Monday, January 12, 2009

PONZI SCHEME DIAGRAM

I tried to make a Ponzi scheme bitmap diagram, but it ended up just a confusing mess (just like the real thing), and in the end it is more informative to set it out in the simple list form below.

Here's how to make a Ponzi scheme:

1 Scammer asks scammees to lend him money, promising big returns.
2 10 Scammees give say 100 each = 1000.
3 Scammer gives each 10 at end of year, and keeps 900 for his lifestyle.
4 Scammees are pleased with their 10 (believing it to be in addition to the 100 they gave, which is not now the case, as it has gone to support the scammers lifestyle). Scammees are encouraged to recruit further scammees, who repeat 2,3,4, until no further scammees are recruited, or until the original scammees request their money back.
5 The scam works while it is growing. Just like the "growth economy". When growth stops, the scam collapses. Just like the "growth economy", which has to keep growing in order to work.

Which is insane, because it is impossible to expand forever in a finite space.
This shows what happens if a hamster does not stop growing.


Bernie Madoff has been sent down for the rest of his natural life for his Ponzi scheme.
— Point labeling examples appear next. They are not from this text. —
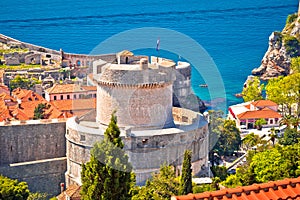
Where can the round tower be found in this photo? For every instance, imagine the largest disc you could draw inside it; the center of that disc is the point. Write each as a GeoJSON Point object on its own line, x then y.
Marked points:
{"type": "Point", "coordinates": [141, 94]}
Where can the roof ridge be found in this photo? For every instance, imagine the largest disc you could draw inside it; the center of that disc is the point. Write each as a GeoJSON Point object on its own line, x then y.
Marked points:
{"type": "Point", "coordinates": [272, 186]}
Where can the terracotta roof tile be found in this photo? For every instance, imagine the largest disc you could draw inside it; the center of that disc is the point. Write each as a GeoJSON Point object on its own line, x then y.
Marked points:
{"type": "Point", "coordinates": [90, 88]}
{"type": "Point", "coordinates": [263, 103]}
{"type": "Point", "coordinates": [265, 113]}
{"type": "Point", "coordinates": [73, 192]}
{"type": "Point", "coordinates": [65, 88]}
{"type": "Point", "coordinates": [76, 104]}
{"type": "Point", "coordinates": [282, 189]}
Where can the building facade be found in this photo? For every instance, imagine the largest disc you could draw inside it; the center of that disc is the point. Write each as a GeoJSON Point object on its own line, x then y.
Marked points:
{"type": "Point", "coordinates": [153, 131]}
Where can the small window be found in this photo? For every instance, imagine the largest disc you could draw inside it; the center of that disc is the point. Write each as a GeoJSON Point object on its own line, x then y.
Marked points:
{"type": "Point", "coordinates": [82, 138]}
{"type": "Point", "coordinates": [144, 141]}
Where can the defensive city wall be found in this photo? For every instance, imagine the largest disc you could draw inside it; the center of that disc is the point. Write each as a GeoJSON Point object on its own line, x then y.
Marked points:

Hyman Minsky was an economist, one of the rare ones who predicted the Credit Crunch. We should therefore listen to him.
He said some derivatives were Ponzi schemes.

So the whole orthodox economy, the one we live in, is a gigantic Ponzi scheme. (More here).

Greens have been criticising the doctrine of everlasting growth for 30 years, and for having the temerity to assert that it is impossible to expand forever in a finite space. We have been ridiculed and sidelined as a result. 'Twas ever thus.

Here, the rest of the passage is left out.